A decade later I watched as respected friends adopted the term Progressive and listened to them passionately explain what they believe the heart of Christianity is all about: to love God and neighbor, which means committing their lives for the liberation, inclusion, and dignity of all who are God’s beloved children.

Doug Rice calls himself a progressive as a way to disassociate from radically conservative and politically-motivated pundits like Pat Robertson, Franklin Graham, James Dobson, John Piper, and Robert Jeffress—who represent the broader Evangelical culture in which he (and yours truly) was raised.

In general, Rice compellingly defines a “progressive Christian” as a worshipper, believer, and/or follower of Jesus who believes that, rather than remaining exactly the same as Christians were in the past, she should make an effort to change in light of developments in technology, new evidence regarding the way the world works, and evolving sociocultural norms.

In the final years of a career as an evangelical mega-church minister and awash with growing questions and disillusionment about the faith of my fathers, I deconstructed, emerged, progressed, changed, and reconstructed.
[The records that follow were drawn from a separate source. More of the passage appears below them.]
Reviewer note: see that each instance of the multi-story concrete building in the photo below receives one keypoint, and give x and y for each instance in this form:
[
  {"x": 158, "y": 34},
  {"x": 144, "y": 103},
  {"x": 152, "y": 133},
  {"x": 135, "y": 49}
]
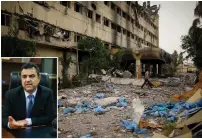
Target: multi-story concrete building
[{"x": 58, "y": 26}]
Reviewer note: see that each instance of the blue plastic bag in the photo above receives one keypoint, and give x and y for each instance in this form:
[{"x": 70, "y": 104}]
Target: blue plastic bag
[
  {"x": 59, "y": 103},
  {"x": 122, "y": 102},
  {"x": 87, "y": 104},
  {"x": 80, "y": 108},
  {"x": 99, "y": 109},
  {"x": 132, "y": 126},
  {"x": 99, "y": 95},
  {"x": 68, "y": 110}
]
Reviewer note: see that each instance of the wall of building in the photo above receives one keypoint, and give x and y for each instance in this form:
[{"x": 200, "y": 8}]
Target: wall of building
[{"x": 79, "y": 23}]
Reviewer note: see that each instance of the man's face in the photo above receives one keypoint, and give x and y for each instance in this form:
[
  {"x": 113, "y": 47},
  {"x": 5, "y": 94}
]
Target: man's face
[{"x": 30, "y": 79}]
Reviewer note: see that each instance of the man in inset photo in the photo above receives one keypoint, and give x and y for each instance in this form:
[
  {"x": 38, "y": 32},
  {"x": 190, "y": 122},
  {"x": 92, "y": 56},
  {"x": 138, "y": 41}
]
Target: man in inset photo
[{"x": 30, "y": 104}]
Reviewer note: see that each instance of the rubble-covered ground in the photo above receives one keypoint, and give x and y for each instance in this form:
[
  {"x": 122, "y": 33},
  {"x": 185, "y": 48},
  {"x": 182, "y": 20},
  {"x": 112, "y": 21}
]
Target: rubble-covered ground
[{"x": 107, "y": 125}]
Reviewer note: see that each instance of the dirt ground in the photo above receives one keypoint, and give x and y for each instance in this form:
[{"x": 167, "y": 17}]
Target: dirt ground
[{"x": 107, "y": 125}]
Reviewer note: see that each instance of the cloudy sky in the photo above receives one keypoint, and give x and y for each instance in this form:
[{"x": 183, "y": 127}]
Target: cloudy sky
[{"x": 175, "y": 20}]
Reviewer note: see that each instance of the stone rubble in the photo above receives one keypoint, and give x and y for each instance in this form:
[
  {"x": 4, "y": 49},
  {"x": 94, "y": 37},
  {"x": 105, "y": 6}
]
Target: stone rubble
[{"x": 108, "y": 123}]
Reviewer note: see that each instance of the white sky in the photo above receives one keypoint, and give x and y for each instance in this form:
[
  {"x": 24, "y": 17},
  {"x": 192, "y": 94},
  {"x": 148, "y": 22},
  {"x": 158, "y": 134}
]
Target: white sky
[{"x": 175, "y": 18}]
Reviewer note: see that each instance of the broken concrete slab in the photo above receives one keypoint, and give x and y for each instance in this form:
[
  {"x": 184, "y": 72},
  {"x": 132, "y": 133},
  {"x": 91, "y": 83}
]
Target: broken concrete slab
[
  {"x": 72, "y": 102},
  {"x": 138, "y": 109},
  {"x": 107, "y": 101},
  {"x": 191, "y": 120},
  {"x": 136, "y": 82}
]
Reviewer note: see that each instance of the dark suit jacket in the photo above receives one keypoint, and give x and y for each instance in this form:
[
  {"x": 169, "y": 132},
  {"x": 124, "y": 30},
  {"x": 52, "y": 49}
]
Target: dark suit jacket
[{"x": 43, "y": 111}]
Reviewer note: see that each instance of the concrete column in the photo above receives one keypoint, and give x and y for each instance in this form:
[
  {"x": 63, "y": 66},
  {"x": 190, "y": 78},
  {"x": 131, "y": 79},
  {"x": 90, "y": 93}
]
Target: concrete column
[
  {"x": 154, "y": 70},
  {"x": 138, "y": 69},
  {"x": 159, "y": 68}
]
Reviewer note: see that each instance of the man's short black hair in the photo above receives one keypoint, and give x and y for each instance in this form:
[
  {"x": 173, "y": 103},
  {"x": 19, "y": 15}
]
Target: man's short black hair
[{"x": 30, "y": 65}]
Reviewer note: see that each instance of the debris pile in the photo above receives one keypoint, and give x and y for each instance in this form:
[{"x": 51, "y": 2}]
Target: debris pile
[{"x": 110, "y": 110}]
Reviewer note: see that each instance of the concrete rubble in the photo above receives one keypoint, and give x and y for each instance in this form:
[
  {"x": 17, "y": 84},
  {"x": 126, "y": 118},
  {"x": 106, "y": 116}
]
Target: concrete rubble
[{"x": 118, "y": 107}]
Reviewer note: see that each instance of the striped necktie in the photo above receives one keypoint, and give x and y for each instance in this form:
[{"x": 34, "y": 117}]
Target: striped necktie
[{"x": 30, "y": 105}]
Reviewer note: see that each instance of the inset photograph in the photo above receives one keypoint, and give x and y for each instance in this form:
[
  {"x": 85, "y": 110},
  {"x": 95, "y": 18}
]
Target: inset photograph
[{"x": 29, "y": 97}]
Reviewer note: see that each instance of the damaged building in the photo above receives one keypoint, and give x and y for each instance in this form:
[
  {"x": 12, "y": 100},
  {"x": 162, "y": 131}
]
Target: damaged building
[{"x": 57, "y": 26}]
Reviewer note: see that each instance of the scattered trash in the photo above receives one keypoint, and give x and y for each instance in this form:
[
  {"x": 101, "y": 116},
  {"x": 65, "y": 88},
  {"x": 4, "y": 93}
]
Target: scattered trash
[
  {"x": 81, "y": 108},
  {"x": 122, "y": 102},
  {"x": 138, "y": 109},
  {"x": 68, "y": 110},
  {"x": 132, "y": 126},
  {"x": 145, "y": 124},
  {"x": 126, "y": 74},
  {"x": 99, "y": 109},
  {"x": 156, "y": 83},
  {"x": 107, "y": 101},
  {"x": 99, "y": 95}
]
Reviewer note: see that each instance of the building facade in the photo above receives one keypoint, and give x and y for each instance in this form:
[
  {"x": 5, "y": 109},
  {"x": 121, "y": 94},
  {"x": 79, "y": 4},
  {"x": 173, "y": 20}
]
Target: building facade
[{"x": 57, "y": 26}]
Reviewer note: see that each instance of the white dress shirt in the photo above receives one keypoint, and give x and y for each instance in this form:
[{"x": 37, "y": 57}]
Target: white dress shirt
[{"x": 29, "y": 120}]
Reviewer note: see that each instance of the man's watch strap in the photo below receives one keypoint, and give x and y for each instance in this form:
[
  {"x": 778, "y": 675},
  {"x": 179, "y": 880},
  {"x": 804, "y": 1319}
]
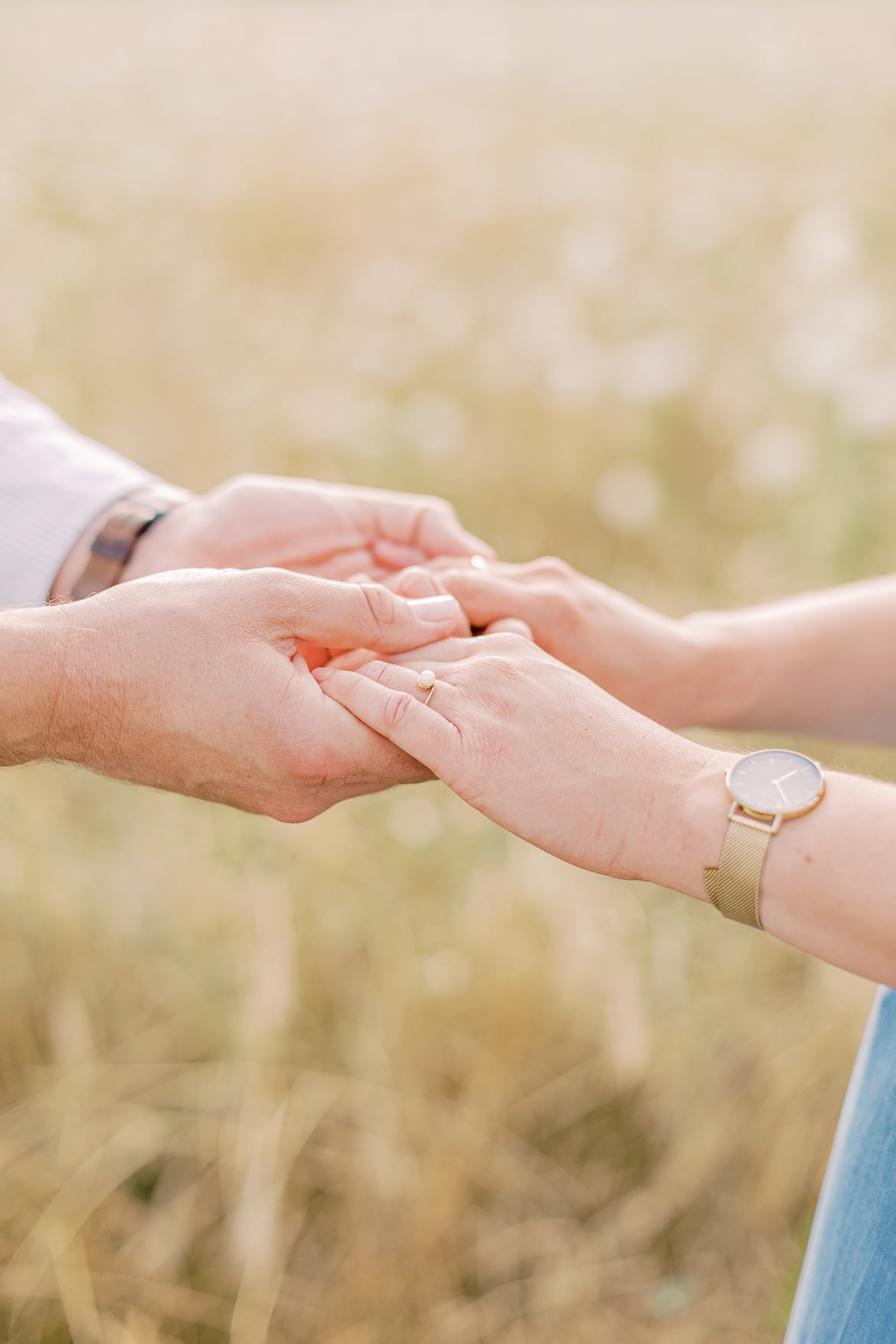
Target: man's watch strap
[
  {"x": 734, "y": 886},
  {"x": 116, "y": 541}
]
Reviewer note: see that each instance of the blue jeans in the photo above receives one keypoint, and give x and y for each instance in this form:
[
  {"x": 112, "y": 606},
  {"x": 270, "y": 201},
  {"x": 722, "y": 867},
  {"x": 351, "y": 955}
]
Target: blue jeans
[{"x": 846, "y": 1290}]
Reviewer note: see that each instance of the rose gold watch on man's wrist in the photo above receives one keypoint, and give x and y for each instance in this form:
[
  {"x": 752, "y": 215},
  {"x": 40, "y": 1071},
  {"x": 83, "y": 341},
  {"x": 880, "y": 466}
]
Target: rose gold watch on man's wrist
[{"x": 121, "y": 530}]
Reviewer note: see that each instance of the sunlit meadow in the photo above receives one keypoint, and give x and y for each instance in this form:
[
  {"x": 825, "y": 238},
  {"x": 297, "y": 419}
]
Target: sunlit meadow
[{"x": 618, "y": 281}]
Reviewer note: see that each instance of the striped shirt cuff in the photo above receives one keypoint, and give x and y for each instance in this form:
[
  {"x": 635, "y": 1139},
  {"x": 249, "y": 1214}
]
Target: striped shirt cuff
[{"x": 53, "y": 484}]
In 2006 I experienced a crisis in mid-life that lasted almost a decade. During the latter years of this devastating mid-life crisis—instead of returning to my homogenous Christian sub-culture in shame, repenting and starting some sort of lucrative ministry to “affair-proof your marriage”—I left the herd of society and carved out a wilderness home with my own hands deep in the Appalachian foothills.

The 54-acres of Kalien became a sacred place to regroup and rediscover my inner child. In the words of Nietzsche, “to become who I am. Do what only I can do. And be the master and the sculptor of myself.” This has proven to be a monumental and daunting task.

But somehow Father Time and Mother Nature began to do their work, and the mindless and aimless wandering of forest trails gradually became mindful and attentive meditation hikes, seasonal rituals, and learning to live not on—but of—the land. This was supplemented by voracious reading and extended discussions and questions about the meaning of life with my wife, Gina. Guests would occasionally find their way to our version of Shangri-La and were communal highlights during these four years of utter solitude.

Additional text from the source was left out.